Genomic and Computational Analysis Unveils Bacteriocin Based Therapeutics against Clinical Mastitis Pathogens in Dairy Cows

Clinical mastitis (CM) remains a critical challenge in dairy production, exacerbated by the global rise of antibiotic-resistant pathogens, which threatens herd health and productivity. This study pioneers a dual genomic-computational strategy to develop bacteriocin-based therapeutics—a promising alternative to conventional antibiotics—by targeting conserved virulence mechanisms in CM-causing pathogens. We aimed to (i) identify essential core proteins in CM-causing pathogens of dairy cows using the genomic approach; and (ii) assess the efficacy of bacteriocin peptides (BPs) as novel therapeutic agents targeting the selected core proteins for sustainable management of mastitis. Through pan-genomic analysis of 16 clinically relevant pathogens, including Staphylococcus aureus, S. warneri, Streptococcus agalactiae, S. uberis, Escherichia coli, Klebsiella pneumoniae, Pseudomonas aeruginosa, P. putida, and P. asiatica, we identified 65 evolutionarily conserved core proteins. Prioritization based on essentiality, virulence, and resistance potential revealed Rho (transcription termination factor) and HupB (nucleoid-associated protein) as high-value therapeutic targets due to their critical roles in bacterial survival and pathogenicity. A computational screen of 70 BPs identified 14 candidates with high binding affinity for both Rho and HupB proteins. Molecular dynamics simulations demonstrated that BP8, a novel dual-action bacteriocin, competitively inhibits Rho-mediated transcription termination and disrupts HupB-DNA interactions, effectively crippling bacterial replication and virulence. BP8 exhibited superior structural stability and binding efficacy compared to other candidates, positioning it as a potent broad-spectrum agent against diverse CM pathogens, including multidrug-resistant strains.
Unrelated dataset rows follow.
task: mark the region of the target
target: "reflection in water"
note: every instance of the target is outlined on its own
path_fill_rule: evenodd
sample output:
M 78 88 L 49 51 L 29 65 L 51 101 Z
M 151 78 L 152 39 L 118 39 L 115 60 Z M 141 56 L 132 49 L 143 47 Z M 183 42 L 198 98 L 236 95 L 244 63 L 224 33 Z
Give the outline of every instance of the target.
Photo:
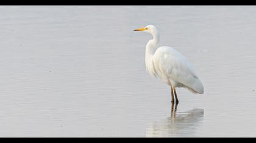
M 171 116 L 166 119 L 147 124 L 147 137 L 193 136 L 204 118 L 204 109 L 194 108 L 176 113 L 177 104 L 172 104 Z

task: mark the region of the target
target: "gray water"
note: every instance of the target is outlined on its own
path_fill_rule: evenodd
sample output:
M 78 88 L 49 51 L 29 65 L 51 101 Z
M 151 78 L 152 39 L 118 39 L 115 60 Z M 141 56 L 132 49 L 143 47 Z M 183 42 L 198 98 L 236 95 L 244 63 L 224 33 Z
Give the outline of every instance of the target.
M 1 6 L 1 137 L 256 136 L 256 7 Z M 205 93 L 146 71 L 160 45 L 184 55 Z

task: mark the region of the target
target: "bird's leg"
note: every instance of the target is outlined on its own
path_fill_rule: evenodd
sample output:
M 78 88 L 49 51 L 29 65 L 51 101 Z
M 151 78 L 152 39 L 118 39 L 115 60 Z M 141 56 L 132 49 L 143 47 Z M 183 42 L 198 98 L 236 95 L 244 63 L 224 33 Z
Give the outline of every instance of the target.
M 171 87 L 171 102 L 172 103 L 174 102 L 174 96 L 173 96 L 173 90 L 172 90 L 172 87 Z
M 175 89 L 175 88 L 173 88 L 173 91 L 174 91 L 174 95 L 175 95 L 175 102 L 176 103 L 179 102 L 179 100 L 178 100 L 178 98 L 177 97 L 177 93 L 176 93 L 176 90 Z
M 171 118 L 172 118 L 174 117 L 174 112 L 173 111 L 174 107 L 174 102 L 171 102 Z

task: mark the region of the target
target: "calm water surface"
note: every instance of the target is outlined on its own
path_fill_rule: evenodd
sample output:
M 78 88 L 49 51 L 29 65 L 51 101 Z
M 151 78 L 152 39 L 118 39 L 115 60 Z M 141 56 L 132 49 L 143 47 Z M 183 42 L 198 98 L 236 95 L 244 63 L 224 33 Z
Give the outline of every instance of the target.
M 0 7 L 0 136 L 255 137 L 256 7 Z M 205 93 L 146 72 L 160 45 L 183 54 Z

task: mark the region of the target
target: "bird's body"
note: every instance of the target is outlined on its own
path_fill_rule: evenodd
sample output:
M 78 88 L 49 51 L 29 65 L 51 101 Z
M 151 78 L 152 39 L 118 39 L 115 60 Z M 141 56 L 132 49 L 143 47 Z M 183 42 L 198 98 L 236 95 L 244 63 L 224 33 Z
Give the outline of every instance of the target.
M 153 36 L 153 39 L 149 40 L 146 45 L 146 70 L 151 76 L 159 78 L 171 87 L 172 98 L 173 89 L 177 101 L 176 87 L 187 88 L 194 93 L 204 93 L 202 82 L 183 55 L 169 47 L 157 47 L 159 35 L 155 26 L 149 25 L 135 31 L 145 31 Z

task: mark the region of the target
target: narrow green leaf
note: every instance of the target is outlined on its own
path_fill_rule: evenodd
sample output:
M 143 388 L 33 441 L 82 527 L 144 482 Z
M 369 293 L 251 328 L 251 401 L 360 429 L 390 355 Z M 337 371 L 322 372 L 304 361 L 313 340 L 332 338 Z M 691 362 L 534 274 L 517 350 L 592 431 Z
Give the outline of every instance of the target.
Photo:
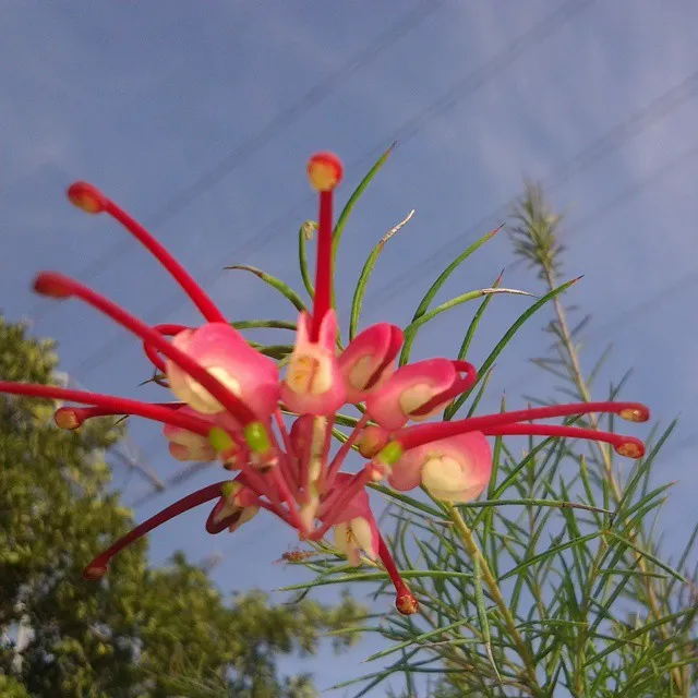
M 349 220 L 349 216 L 353 210 L 353 207 L 357 205 L 359 198 L 361 198 L 361 194 L 366 190 L 366 186 L 371 183 L 373 178 L 378 173 L 381 168 L 385 165 L 388 157 L 390 157 L 390 153 L 393 153 L 396 144 L 393 143 L 390 147 L 376 160 L 375 165 L 369 170 L 368 174 L 359 182 L 357 189 L 353 190 L 351 196 L 349 196 L 349 201 L 345 204 L 345 207 L 341 209 L 339 214 L 339 218 L 337 218 L 337 224 L 335 225 L 335 229 L 332 236 L 332 258 L 333 262 L 337 258 L 337 248 L 339 246 L 339 241 L 341 240 L 341 234 L 345 231 L 345 227 L 347 221 Z
M 603 535 L 604 532 L 607 533 L 607 531 L 595 531 L 593 533 L 588 533 L 587 535 L 582 535 L 581 538 L 577 538 L 574 541 L 567 541 L 566 543 L 561 543 L 559 545 L 553 545 L 552 547 L 549 547 L 545 552 L 539 553 L 533 557 L 529 557 L 528 559 L 522 562 L 520 565 L 517 565 L 516 567 L 513 567 L 512 569 L 509 569 L 509 571 L 507 571 L 505 575 L 500 577 L 500 581 L 503 581 L 504 579 L 508 579 L 509 577 L 515 577 L 516 575 L 521 573 L 524 569 L 527 569 L 531 565 L 535 565 L 541 561 L 547 559 L 552 555 L 556 555 L 557 553 L 561 553 L 562 551 L 567 550 L 573 545 L 582 545 L 583 543 L 587 543 L 588 541 L 591 541 L 594 538 L 599 538 L 600 535 Z
M 398 222 L 395 227 L 388 230 L 381 240 L 375 244 L 373 250 L 371 250 L 371 254 L 366 258 L 363 268 L 361 269 L 361 274 L 359 275 L 359 280 L 357 281 L 357 288 L 353 292 L 353 298 L 351 299 L 351 313 L 349 316 L 349 340 L 353 339 L 357 336 L 357 330 L 359 327 L 359 316 L 361 315 L 361 308 L 363 305 L 363 297 L 366 292 L 366 286 L 369 285 L 369 279 L 371 278 L 371 274 L 373 273 L 373 268 L 381 256 L 381 252 L 383 252 L 383 248 L 385 243 L 396 233 L 400 228 L 402 228 L 410 218 L 414 215 L 414 209 L 410 210 L 407 215 L 407 218 Z
M 308 254 L 305 252 L 305 246 L 308 245 L 308 241 L 312 239 L 316 231 L 317 224 L 314 220 L 306 220 L 298 230 L 298 262 L 301 267 L 303 286 L 305 287 L 311 300 L 315 298 L 315 287 L 313 286 L 313 279 L 311 278 L 310 270 L 308 268 Z
M 482 592 L 482 567 L 480 565 L 480 558 L 476 555 L 472 559 L 472 568 L 474 570 L 474 592 L 476 592 L 476 606 L 478 609 L 478 622 L 480 623 L 480 630 L 482 631 L 482 638 L 484 639 L 484 648 L 488 653 L 490 664 L 498 679 L 502 683 L 502 676 L 494 655 L 492 654 L 492 636 L 490 635 L 490 622 L 488 619 L 488 610 L 484 604 L 484 593 Z
M 291 329 L 296 332 L 298 325 L 286 320 L 238 320 L 230 323 L 236 329 Z
M 441 313 L 450 310 L 452 308 L 457 308 L 458 305 L 462 305 L 468 301 L 472 301 L 476 298 L 482 298 L 483 296 L 494 296 L 497 293 L 509 293 L 513 296 L 532 296 L 528 291 L 519 291 L 514 288 L 481 288 L 474 291 L 468 291 L 467 293 L 461 293 L 460 296 L 456 296 L 452 298 L 449 301 L 437 305 L 433 310 L 423 313 L 417 320 L 413 320 L 406 328 L 405 328 L 405 344 L 402 345 L 402 352 L 400 353 L 399 364 L 404 366 L 409 361 L 409 356 L 412 350 L 412 345 L 414 344 L 414 339 L 417 338 L 417 333 L 420 327 L 425 325 L 428 322 L 434 320 Z
M 225 268 L 250 272 L 251 274 L 254 274 L 256 277 L 261 278 L 265 284 L 268 284 L 272 288 L 276 289 L 279 293 L 281 293 L 281 296 L 288 299 L 297 310 L 308 310 L 301 297 L 288 284 L 281 281 L 281 279 L 278 279 L 275 276 L 272 276 L 270 274 L 267 274 L 266 272 L 263 272 L 262 269 L 258 269 L 256 266 L 250 266 L 249 264 L 233 264 L 232 266 L 227 266 Z
M 434 297 L 441 290 L 442 286 L 448 280 L 448 277 L 479 248 L 481 248 L 485 242 L 491 240 L 500 230 L 504 228 L 504 224 L 496 227 L 494 230 L 490 230 L 490 232 L 485 233 L 479 240 L 476 240 L 469 248 L 467 248 L 464 252 L 461 252 L 440 275 L 438 278 L 432 284 L 430 289 L 422 298 L 414 315 L 412 317 L 412 322 L 419 320 L 431 305 Z M 501 278 L 501 277 L 500 277 Z
M 509 344 L 514 335 L 516 335 L 516 333 L 524 326 L 524 324 L 530 317 L 532 317 L 549 301 L 553 300 L 561 293 L 564 293 L 568 288 L 577 284 L 577 281 L 579 281 L 579 279 L 581 278 L 582 277 L 579 276 L 575 279 L 566 281 L 565 284 L 563 284 L 562 286 L 558 286 L 557 288 L 554 288 L 552 291 L 550 291 L 550 293 L 545 293 L 543 298 L 535 301 L 535 303 L 533 303 L 528 310 L 526 310 L 526 312 L 519 315 L 519 317 L 514 322 L 514 324 L 506 330 L 506 333 L 504 333 L 504 336 L 502 337 L 502 339 L 497 342 L 496 347 L 492 350 L 490 356 L 484 360 L 484 363 L 480 366 L 480 371 L 478 372 L 479 376 L 482 376 L 484 373 L 486 373 L 490 366 L 495 362 L 496 358 L 502 353 L 504 348 Z M 480 380 L 480 377 L 478 380 Z M 472 388 L 470 388 L 470 390 L 468 390 L 467 393 L 464 393 L 450 407 L 446 409 L 446 411 L 444 412 L 445 419 L 452 419 L 454 414 L 458 412 L 458 410 L 462 407 L 464 402 L 468 399 L 468 396 L 470 395 L 470 393 L 472 393 L 474 387 L 476 386 L 473 385 Z
M 496 279 L 494 279 L 494 284 L 492 284 L 492 288 L 500 288 L 502 285 L 502 277 L 504 276 L 504 269 L 500 273 Z M 480 303 L 476 314 L 470 321 L 470 325 L 468 325 L 468 332 L 466 332 L 466 336 L 460 344 L 460 349 L 458 350 L 458 360 L 462 361 L 468 356 L 468 350 L 470 349 L 470 344 L 472 342 L 472 338 L 476 336 L 476 330 L 478 329 L 478 325 L 484 315 L 484 312 L 488 310 L 488 305 L 492 302 L 494 298 L 493 294 L 485 296 L 482 303 Z

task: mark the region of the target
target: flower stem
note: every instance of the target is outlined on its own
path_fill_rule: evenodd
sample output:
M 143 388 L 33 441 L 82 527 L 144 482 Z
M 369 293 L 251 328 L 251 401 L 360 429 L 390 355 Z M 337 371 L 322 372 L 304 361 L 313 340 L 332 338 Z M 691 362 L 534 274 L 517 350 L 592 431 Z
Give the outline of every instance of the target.
M 472 531 L 464 520 L 462 516 L 460 516 L 460 512 L 453 504 L 446 504 L 445 506 L 448 510 L 450 520 L 454 522 L 456 529 L 458 530 L 458 533 L 460 534 L 460 539 L 466 551 L 480 565 L 482 579 L 490 590 L 490 595 L 500 609 L 500 613 L 504 618 L 504 623 L 509 631 L 509 635 L 512 636 L 512 640 L 514 641 L 514 646 L 516 647 L 517 652 L 524 660 L 525 673 L 529 687 L 535 696 L 542 697 L 544 693 L 540 684 L 538 683 L 538 677 L 535 676 L 535 665 L 533 664 L 533 657 L 531 655 L 529 648 L 527 647 L 524 638 L 516 627 L 516 621 L 514 619 L 512 611 L 509 611 L 509 607 L 507 606 L 506 601 L 502 595 L 500 585 L 492 574 L 490 565 L 488 565 L 488 561 L 480 552 L 480 547 L 472 534 Z

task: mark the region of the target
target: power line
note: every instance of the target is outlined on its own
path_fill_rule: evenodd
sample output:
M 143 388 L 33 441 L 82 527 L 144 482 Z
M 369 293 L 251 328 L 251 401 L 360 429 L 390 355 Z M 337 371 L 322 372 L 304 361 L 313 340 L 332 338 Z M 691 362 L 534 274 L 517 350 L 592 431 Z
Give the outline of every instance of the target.
M 233 147 L 221 160 L 210 169 L 203 172 L 198 179 L 181 190 L 177 195 L 166 202 L 160 208 L 146 218 L 147 226 L 158 228 L 170 218 L 194 203 L 203 193 L 219 183 L 230 172 L 238 169 L 250 157 L 269 143 L 278 133 L 287 129 L 305 112 L 321 104 L 335 89 L 357 71 L 369 65 L 374 59 L 393 46 L 398 39 L 423 22 L 429 15 L 444 5 L 444 0 L 422 0 L 414 9 L 406 13 L 398 22 L 365 49 L 356 53 L 348 62 L 333 71 L 318 83 L 313 85 L 302 97 L 297 99 L 286 109 L 279 111 L 270 121 L 245 141 Z M 83 267 L 77 276 L 83 279 L 94 279 L 99 273 L 118 262 L 132 250 L 132 241 L 123 239 L 112 244 L 97 260 Z M 52 312 L 52 305 L 37 305 L 31 314 L 37 320 Z
M 543 186 L 545 189 L 553 189 L 554 186 L 565 183 L 575 173 L 605 157 L 609 153 L 619 147 L 625 141 L 662 120 L 688 99 L 695 97 L 697 93 L 698 71 L 691 73 L 681 83 L 657 97 L 647 107 L 636 111 L 625 121 L 613 127 L 599 140 L 594 141 L 583 151 L 580 151 L 570 160 L 567 160 L 559 167 L 555 168 L 547 177 L 545 177 L 545 179 L 543 179 Z M 383 287 L 378 288 L 378 290 L 374 292 L 375 304 L 383 305 L 388 300 L 395 298 L 398 293 L 404 292 L 412 284 L 412 277 L 417 272 L 423 274 L 424 270 L 434 268 L 442 256 L 453 257 L 457 255 L 464 246 L 464 243 L 473 241 L 476 236 L 482 234 L 488 226 L 491 227 L 491 221 L 493 219 L 501 220 L 505 217 L 512 206 L 516 204 L 517 200 L 518 195 L 501 204 L 494 210 L 478 220 L 477 224 L 469 226 L 461 234 L 443 243 L 435 252 L 426 257 L 426 260 L 418 262 L 406 272 L 399 274 L 392 281 L 388 281 Z
M 634 182 L 625 191 L 614 196 L 613 200 L 603 204 L 602 206 L 593 210 L 591 214 L 582 218 L 582 220 L 574 227 L 571 233 L 568 237 L 571 237 L 573 234 L 578 234 L 581 229 L 589 226 L 591 222 L 595 222 L 602 219 L 603 217 L 607 216 L 618 205 L 626 203 L 629 198 L 631 198 L 633 196 L 636 196 L 640 191 L 645 190 L 647 186 L 657 184 L 658 182 L 663 180 L 665 177 L 671 174 L 673 171 L 675 171 L 676 168 L 686 165 L 687 163 L 693 160 L 696 156 L 698 156 L 698 144 L 685 149 L 676 158 L 670 160 L 669 163 L 663 164 L 661 167 L 655 168 L 646 178 L 638 180 L 637 182 Z M 641 316 L 646 318 L 648 315 L 648 312 L 653 312 L 659 308 L 661 308 L 662 302 L 666 298 L 673 296 L 674 293 L 681 290 L 685 290 L 689 286 L 693 286 L 694 284 L 697 284 L 697 282 L 698 282 L 698 272 L 690 272 L 689 274 L 685 275 L 677 281 L 674 281 L 669 286 L 660 289 L 653 296 L 641 300 L 637 305 L 619 313 L 614 320 L 607 323 L 604 323 L 603 325 L 598 327 L 593 333 L 591 333 L 590 337 L 606 335 L 606 332 L 609 329 L 613 329 L 612 334 L 617 334 L 624 326 L 628 325 L 631 322 L 635 322 L 637 317 Z M 522 385 L 526 385 L 527 383 L 529 383 L 530 380 L 532 380 L 532 377 L 533 377 L 532 375 L 530 377 L 522 376 L 521 378 L 513 381 L 512 384 L 517 385 L 518 387 L 521 387 Z M 156 438 L 153 438 L 151 443 L 159 443 L 160 441 L 161 440 L 159 437 L 156 437 Z M 132 507 L 137 508 L 142 506 L 143 504 L 151 501 L 152 498 L 163 494 L 168 488 L 186 482 L 188 480 L 195 477 L 203 470 L 207 469 L 209 466 L 210 464 L 192 464 L 186 466 L 185 468 L 182 468 L 180 471 L 174 473 L 165 483 L 164 486 L 160 485 L 160 486 L 154 488 L 149 492 L 137 497 L 132 504 Z
M 566 22 L 568 22 L 576 13 L 591 4 L 593 0 L 568 0 L 563 3 L 550 15 L 545 16 L 533 27 L 521 34 L 518 38 L 514 39 L 505 49 L 496 53 L 490 61 L 488 61 L 480 69 L 468 73 L 465 77 L 459 80 L 446 94 L 433 101 L 429 107 L 419 112 L 416 117 L 406 121 L 397 131 L 396 139 L 405 144 L 417 134 L 419 134 L 424 128 L 426 128 L 435 118 L 444 115 L 448 110 L 453 109 L 462 98 L 473 94 L 480 87 L 485 85 L 489 80 L 496 76 L 505 67 L 513 63 L 519 58 L 528 48 L 535 46 L 544 38 L 552 35 L 556 29 L 561 28 Z M 370 158 L 375 159 L 378 153 L 385 149 L 381 144 L 377 147 L 365 153 L 363 156 L 354 160 L 347 169 L 357 169 L 360 165 Z M 314 201 L 314 196 L 304 196 L 299 203 L 305 205 L 306 202 Z M 296 210 L 296 204 L 290 210 Z M 284 234 L 284 222 L 288 219 L 288 214 L 285 214 L 279 219 L 274 220 L 272 224 L 263 228 L 252 239 L 244 242 L 231 256 L 238 258 L 244 258 L 245 254 L 251 254 L 257 250 L 261 250 L 274 238 Z M 279 229 L 277 230 L 277 227 Z M 208 277 L 208 284 L 214 284 L 225 274 L 225 269 L 221 269 L 219 262 L 216 262 L 215 266 L 209 267 L 202 275 Z M 157 308 L 148 312 L 147 318 L 160 318 L 166 313 L 173 312 L 178 308 L 182 306 L 186 302 L 176 294 L 167 297 L 163 303 Z M 154 321 L 153 321 L 154 322 Z M 74 373 L 84 374 L 96 366 L 100 365 L 106 358 L 112 357 L 118 353 L 121 347 L 120 337 L 105 342 L 99 349 L 85 357 L 74 369 Z

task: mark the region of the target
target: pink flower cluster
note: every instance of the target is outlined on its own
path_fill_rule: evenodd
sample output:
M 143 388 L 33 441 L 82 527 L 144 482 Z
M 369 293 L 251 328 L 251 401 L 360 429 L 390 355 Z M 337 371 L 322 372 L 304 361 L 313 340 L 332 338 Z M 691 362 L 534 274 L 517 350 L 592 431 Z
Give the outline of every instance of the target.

Our study underscores the untapped potential of bacteriocins in veterinary medicine, offering a sustainable solution to mitigate antibiotic overuse and resistance. The computational validation of BP8 provides a foundational framework for developing targeted therapies, with implications for reducing dairy industry losses and improving animal welfare. Further in vitro and in vivo studies are warranted to translate these insights into practical therapeutics.